Masa? Waktu pas pelajaran Sirah Nabawiyah kemana aja, boss? Rasulullah Muhammad
Saw nggak diutus sebagai pengangguran. Baginda Nabi juga panglima perang,
pemegang kunci baitul maal, juga pemimpin negara. Sejak kapan nggak ada
kaitannya agama dengan negara? Udah gitu mau main aman? Hello... apapun yang
terjadi nanti, apapun hasilnya, itu berpengaruh bagi siapapun. Kecuali, kalau
panjenengan mau naturalisasi jadi warga negara lain. Itu baru aman.
Saya
sedikit mengkritik perkataan Nadirsyah Hosen (dosen Fakultas Hukum, Monash
University, Australia) yang bilang “Kita harus jaga kesucian al-Qur'an dari kepentingan politik
sesaat. Qur'an itu suci. Politik itu kotor. Jangan dicampurkan”.
Saya setuju Al-Qur’an itu suci. Selamanya suci karena ia adalah kebenaran. Tapi
menganggap politik itu kotor? Kemudian keduanya tak bisa dicampuradukkan? Nope,
saya nggak setuju. Politik itu banyak wajahnya. Terdiri dari berbagai ideologi.

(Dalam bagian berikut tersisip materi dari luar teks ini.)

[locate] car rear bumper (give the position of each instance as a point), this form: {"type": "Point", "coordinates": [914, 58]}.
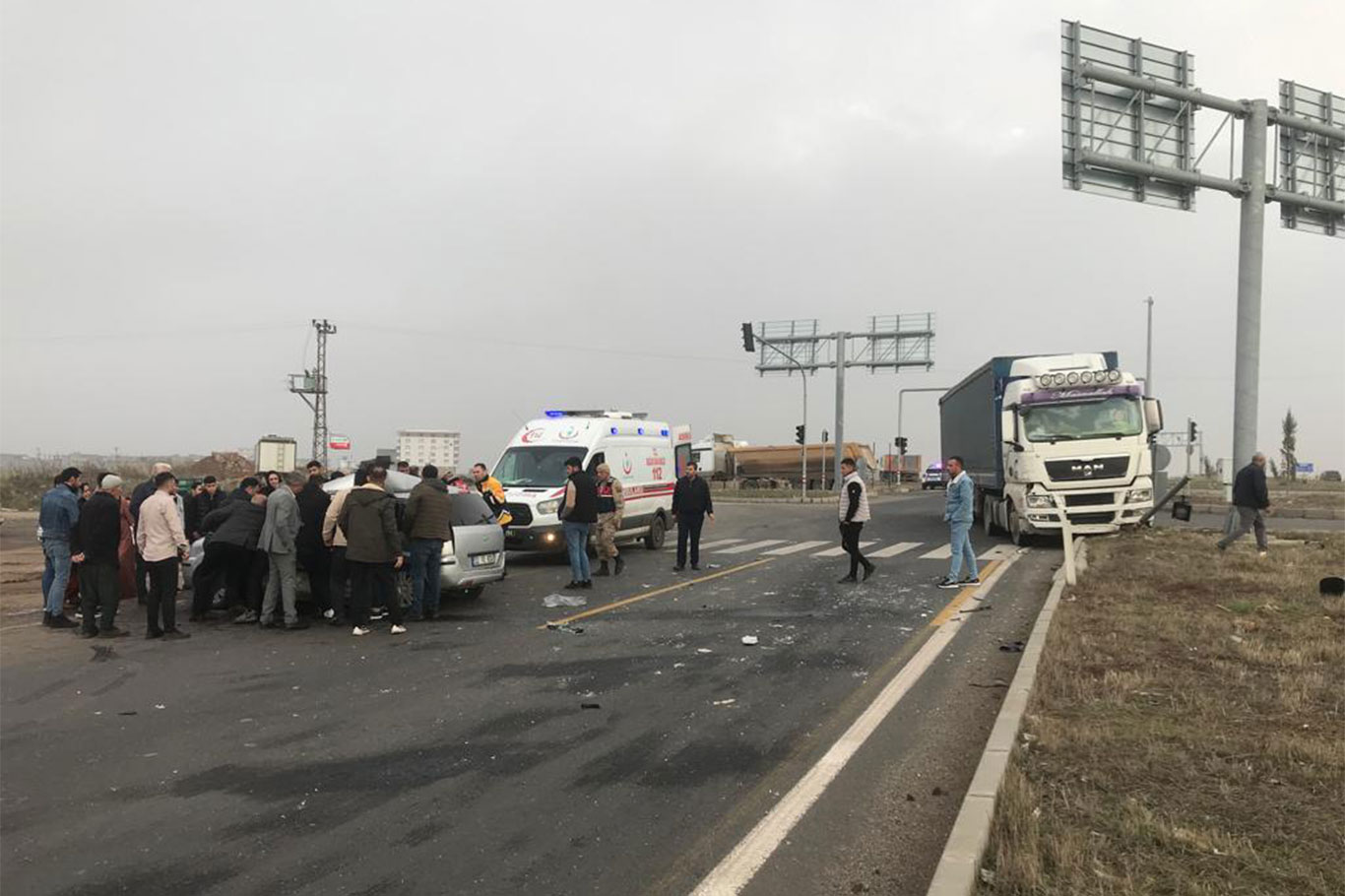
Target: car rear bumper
{"type": "Point", "coordinates": [541, 539]}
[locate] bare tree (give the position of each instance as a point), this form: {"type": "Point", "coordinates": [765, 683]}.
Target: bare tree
{"type": "Point", "coordinates": [1289, 445]}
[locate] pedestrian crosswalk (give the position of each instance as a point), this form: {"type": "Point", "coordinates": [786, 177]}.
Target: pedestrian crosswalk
{"type": "Point", "coordinates": [826, 549]}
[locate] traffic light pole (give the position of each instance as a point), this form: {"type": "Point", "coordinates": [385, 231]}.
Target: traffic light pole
{"type": "Point", "coordinates": [803, 375]}
{"type": "Point", "coordinates": [901, 395]}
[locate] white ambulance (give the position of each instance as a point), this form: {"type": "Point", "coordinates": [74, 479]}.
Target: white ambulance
{"type": "Point", "coordinates": [647, 456]}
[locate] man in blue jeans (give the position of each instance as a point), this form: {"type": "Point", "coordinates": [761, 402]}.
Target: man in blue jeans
{"type": "Point", "coordinates": [579, 514]}
{"type": "Point", "coordinates": [428, 522]}
{"type": "Point", "coordinates": [57, 520]}
{"type": "Point", "coordinates": [958, 513]}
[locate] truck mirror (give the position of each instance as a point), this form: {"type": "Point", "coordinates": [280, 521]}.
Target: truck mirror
{"type": "Point", "coordinates": [1153, 415]}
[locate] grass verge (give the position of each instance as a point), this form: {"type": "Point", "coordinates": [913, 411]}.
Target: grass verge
{"type": "Point", "coordinates": [1186, 732]}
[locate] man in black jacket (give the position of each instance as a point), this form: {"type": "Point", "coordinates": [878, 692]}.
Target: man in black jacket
{"type": "Point", "coordinates": [209, 500]}
{"type": "Point", "coordinates": [691, 503]}
{"type": "Point", "coordinates": [97, 539]}
{"type": "Point", "coordinates": [312, 553]}
{"type": "Point", "coordinates": [1251, 500]}
{"type": "Point", "coordinates": [373, 550]}
{"type": "Point", "coordinates": [579, 513]}
{"type": "Point", "coordinates": [231, 549]}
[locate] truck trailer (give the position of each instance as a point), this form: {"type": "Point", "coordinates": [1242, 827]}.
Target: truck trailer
{"type": "Point", "coordinates": [1051, 435]}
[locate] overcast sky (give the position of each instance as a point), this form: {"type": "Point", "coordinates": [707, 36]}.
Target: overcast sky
{"type": "Point", "coordinates": [515, 206]}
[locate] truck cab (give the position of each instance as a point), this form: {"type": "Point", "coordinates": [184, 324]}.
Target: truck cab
{"type": "Point", "coordinates": [1052, 436]}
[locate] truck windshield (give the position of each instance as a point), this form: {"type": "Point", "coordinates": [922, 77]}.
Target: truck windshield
{"type": "Point", "coordinates": [1110, 417]}
{"type": "Point", "coordinates": [536, 466]}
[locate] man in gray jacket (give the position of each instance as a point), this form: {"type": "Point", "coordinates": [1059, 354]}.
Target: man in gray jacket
{"type": "Point", "coordinates": [959, 511]}
{"type": "Point", "coordinates": [278, 540]}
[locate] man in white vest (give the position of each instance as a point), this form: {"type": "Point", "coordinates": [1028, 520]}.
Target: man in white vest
{"type": "Point", "coordinates": [855, 513]}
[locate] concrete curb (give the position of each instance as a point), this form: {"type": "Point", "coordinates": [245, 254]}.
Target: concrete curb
{"type": "Point", "coordinates": [959, 865]}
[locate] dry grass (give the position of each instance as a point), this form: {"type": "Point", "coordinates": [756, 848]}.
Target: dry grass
{"type": "Point", "coordinates": [1186, 734]}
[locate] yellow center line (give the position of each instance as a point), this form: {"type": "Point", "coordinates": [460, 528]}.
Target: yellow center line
{"type": "Point", "coordinates": [947, 612]}
{"type": "Point", "coordinates": [624, 602]}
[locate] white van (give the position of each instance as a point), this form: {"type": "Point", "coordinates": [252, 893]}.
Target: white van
{"type": "Point", "coordinates": [647, 456]}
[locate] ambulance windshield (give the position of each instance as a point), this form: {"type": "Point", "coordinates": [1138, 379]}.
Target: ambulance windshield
{"type": "Point", "coordinates": [536, 466]}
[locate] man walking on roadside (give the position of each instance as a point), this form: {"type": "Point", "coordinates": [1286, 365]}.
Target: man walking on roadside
{"type": "Point", "coordinates": [426, 521]}
{"type": "Point", "coordinates": [1251, 503]}
{"type": "Point", "coordinates": [691, 505]}
{"type": "Point", "coordinates": [373, 550]}
{"type": "Point", "coordinates": [97, 539]}
{"type": "Point", "coordinates": [278, 540]}
{"type": "Point", "coordinates": [855, 513]}
{"type": "Point", "coordinates": [162, 545]}
{"type": "Point", "coordinates": [312, 553]}
{"type": "Point", "coordinates": [57, 520]}
{"type": "Point", "coordinates": [610, 507]}
{"type": "Point", "coordinates": [958, 513]}
{"type": "Point", "coordinates": [579, 513]}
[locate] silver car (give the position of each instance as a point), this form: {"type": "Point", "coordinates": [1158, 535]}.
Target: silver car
{"type": "Point", "coordinates": [474, 555]}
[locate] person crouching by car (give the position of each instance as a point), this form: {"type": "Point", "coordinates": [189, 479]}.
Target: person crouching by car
{"type": "Point", "coordinates": [426, 522]}
{"type": "Point", "coordinates": [373, 549]}
{"type": "Point", "coordinates": [231, 549]}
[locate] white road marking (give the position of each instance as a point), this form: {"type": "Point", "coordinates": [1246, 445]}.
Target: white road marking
{"type": "Point", "coordinates": [892, 550]}
{"type": "Point", "coordinates": [737, 869]}
{"type": "Point", "coordinates": [837, 551]}
{"type": "Point", "coordinates": [753, 545]}
{"type": "Point", "coordinates": [794, 549]}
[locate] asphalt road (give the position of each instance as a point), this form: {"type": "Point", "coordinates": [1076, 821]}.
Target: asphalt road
{"type": "Point", "coordinates": [463, 757]}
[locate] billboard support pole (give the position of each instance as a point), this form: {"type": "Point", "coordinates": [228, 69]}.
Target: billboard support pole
{"type": "Point", "coordinates": [1249, 256]}
{"type": "Point", "coordinates": [840, 432]}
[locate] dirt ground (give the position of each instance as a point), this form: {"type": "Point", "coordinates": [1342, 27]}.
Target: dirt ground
{"type": "Point", "coordinates": [1186, 734]}
{"type": "Point", "coordinates": [21, 561]}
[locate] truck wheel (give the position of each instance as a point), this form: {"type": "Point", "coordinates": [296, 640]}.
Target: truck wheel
{"type": "Point", "coordinates": [988, 516]}
{"type": "Point", "coordinates": [1016, 535]}
{"type": "Point", "coordinates": [657, 529]}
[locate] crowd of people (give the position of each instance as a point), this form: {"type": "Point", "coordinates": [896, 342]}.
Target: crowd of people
{"type": "Point", "coordinates": [102, 545]}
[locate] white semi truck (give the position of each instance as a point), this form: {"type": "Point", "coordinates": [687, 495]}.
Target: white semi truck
{"type": "Point", "coordinates": [1051, 435]}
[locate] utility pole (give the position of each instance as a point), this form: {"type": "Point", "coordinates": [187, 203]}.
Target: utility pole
{"type": "Point", "coordinates": [840, 448]}
{"type": "Point", "coordinates": [311, 386]}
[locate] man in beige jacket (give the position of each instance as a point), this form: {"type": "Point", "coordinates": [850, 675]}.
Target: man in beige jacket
{"type": "Point", "coordinates": [335, 539]}
{"type": "Point", "coordinates": [162, 544]}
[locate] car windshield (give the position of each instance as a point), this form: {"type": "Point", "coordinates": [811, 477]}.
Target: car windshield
{"type": "Point", "coordinates": [1110, 417]}
{"type": "Point", "coordinates": [534, 466]}
{"type": "Point", "coordinates": [467, 509]}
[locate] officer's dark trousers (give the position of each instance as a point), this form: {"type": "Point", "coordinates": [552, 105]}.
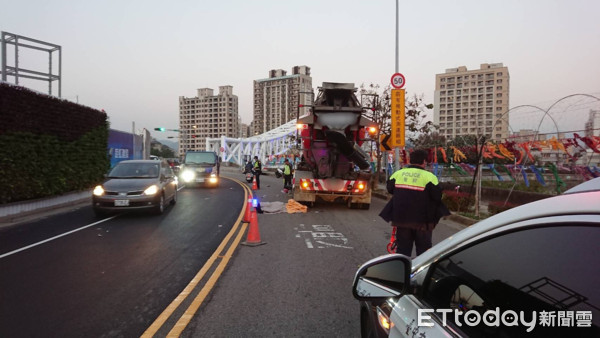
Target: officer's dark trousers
{"type": "Point", "coordinates": [405, 238]}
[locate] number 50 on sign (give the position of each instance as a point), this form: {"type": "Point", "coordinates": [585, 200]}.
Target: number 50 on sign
{"type": "Point", "coordinates": [398, 110]}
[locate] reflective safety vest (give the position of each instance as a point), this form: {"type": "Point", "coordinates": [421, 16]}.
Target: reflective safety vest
{"type": "Point", "coordinates": [413, 179]}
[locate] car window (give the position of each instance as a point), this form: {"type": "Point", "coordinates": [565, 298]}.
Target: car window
{"type": "Point", "coordinates": [550, 270]}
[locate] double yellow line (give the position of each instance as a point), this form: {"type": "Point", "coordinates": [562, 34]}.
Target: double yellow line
{"type": "Point", "coordinates": [185, 319]}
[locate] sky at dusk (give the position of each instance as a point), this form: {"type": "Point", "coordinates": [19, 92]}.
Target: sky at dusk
{"type": "Point", "coordinates": [135, 58]}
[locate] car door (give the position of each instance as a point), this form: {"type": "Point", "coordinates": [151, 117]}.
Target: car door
{"type": "Point", "coordinates": [538, 278]}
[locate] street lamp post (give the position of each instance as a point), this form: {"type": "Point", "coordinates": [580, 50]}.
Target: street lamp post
{"type": "Point", "coordinates": [301, 105]}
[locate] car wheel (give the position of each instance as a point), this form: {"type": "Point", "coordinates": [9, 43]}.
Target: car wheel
{"type": "Point", "coordinates": [160, 207]}
{"type": "Point", "coordinates": [174, 200]}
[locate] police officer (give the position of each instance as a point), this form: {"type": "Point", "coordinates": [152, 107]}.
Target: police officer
{"type": "Point", "coordinates": [257, 169]}
{"type": "Point", "coordinates": [287, 175]}
{"type": "Point", "coordinates": [416, 206]}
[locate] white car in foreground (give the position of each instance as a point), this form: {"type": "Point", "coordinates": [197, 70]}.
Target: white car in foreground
{"type": "Point", "coordinates": [531, 271]}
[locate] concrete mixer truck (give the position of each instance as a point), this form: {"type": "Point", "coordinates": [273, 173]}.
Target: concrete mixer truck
{"type": "Point", "coordinates": [333, 166]}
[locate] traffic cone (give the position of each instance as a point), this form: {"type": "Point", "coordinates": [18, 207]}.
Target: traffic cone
{"type": "Point", "coordinates": [248, 214]}
{"type": "Point", "coordinates": [253, 237]}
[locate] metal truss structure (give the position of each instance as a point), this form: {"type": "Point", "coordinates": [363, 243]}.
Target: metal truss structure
{"type": "Point", "coordinates": [17, 71]}
{"type": "Point", "coordinates": [237, 150]}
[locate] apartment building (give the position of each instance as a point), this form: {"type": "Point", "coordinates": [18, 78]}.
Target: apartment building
{"type": "Point", "coordinates": [473, 102]}
{"type": "Point", "coordinates": [207, 116]}
{"type": "Point", "coordinates": [277, 98]}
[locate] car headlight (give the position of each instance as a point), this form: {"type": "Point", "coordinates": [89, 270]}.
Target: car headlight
{"type": "Point", "coordinates": [152, 190]}
{"type": "Point", "coordinates": [98, 191]}
{"type": "Point", "coordinates": [188, 175]}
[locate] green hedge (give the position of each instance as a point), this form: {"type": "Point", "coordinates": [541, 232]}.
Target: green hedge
{"type": "Point", "coordinates": [48, 146]}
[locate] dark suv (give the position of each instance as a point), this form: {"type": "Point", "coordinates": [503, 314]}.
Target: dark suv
{"type": "Point", "coordinates": [530, 271]}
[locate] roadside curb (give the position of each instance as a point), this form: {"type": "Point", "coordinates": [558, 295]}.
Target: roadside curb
{"type": "Point", "coordinates": [11, 212]}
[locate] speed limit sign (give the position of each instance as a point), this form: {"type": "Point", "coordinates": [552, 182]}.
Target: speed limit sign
{"type": "Point", "coordinates": [398, 81]}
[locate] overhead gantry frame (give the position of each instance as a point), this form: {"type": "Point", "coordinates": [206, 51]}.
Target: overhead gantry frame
{"type": "Point", "coordinates": [274, 142]}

Ideologi-ideologi itu memang kebanyakan ciptaan manusia. Kemudian manusia
jugalah yang mempermainkannya. Jadi manusia yang kotor, bukan politiknya.
Kaitan
al-Qur’an dengan politik bisa dilihat pada surat Ali Imran ayat 104: “Hendaklah kamu menjadi umat yang menyeru kepada kebajikan,
menyuruh kepada yang ma’ruf dan mencegah dari yang mungkar; merekalah
orang-orang yang beruntung.”
Ayat diatas berkaitan dengan
hadits rasul yang diriwayatkan dua Imam: Imam Bukhari dan Imam Muslim, yaitu:
“Siapa di antara kamu melihat sebuah kemunkaran
maka hendaknya ia merubahnya dengan tangannya. Apabila tidak mampu maka
hendaknya ia merubahnya dengan mulutnya. Apabila tidak mampu juga, lakukan
dengan hati, dan itu adalah tingkat iman yang paling rendah.”
Dalam
hadits ini, Rasulullah Saw memastikan kepada kita bahwa dalam menegakkan amar
ma’ruf nahi munkar haruslah disesuaikan dengan kekuatan dan kekuasaan yang kita
miliki. Gampangnya, seorang muslim harus menggunakan sarana yang paling efektif
bila dilihat dari otoritas yang dimiliki. Umat muslim di Indonesia menempati
posisi mayoritas, terdiri dari berbagai organisasi-organisasi pergerakan, serta
banyak pula yang mumpuni intelektualnya. Maka, gunakanlah sarana yang paling
efektif dalam menegakkan kebenaran, yaitu dengan jalan politik.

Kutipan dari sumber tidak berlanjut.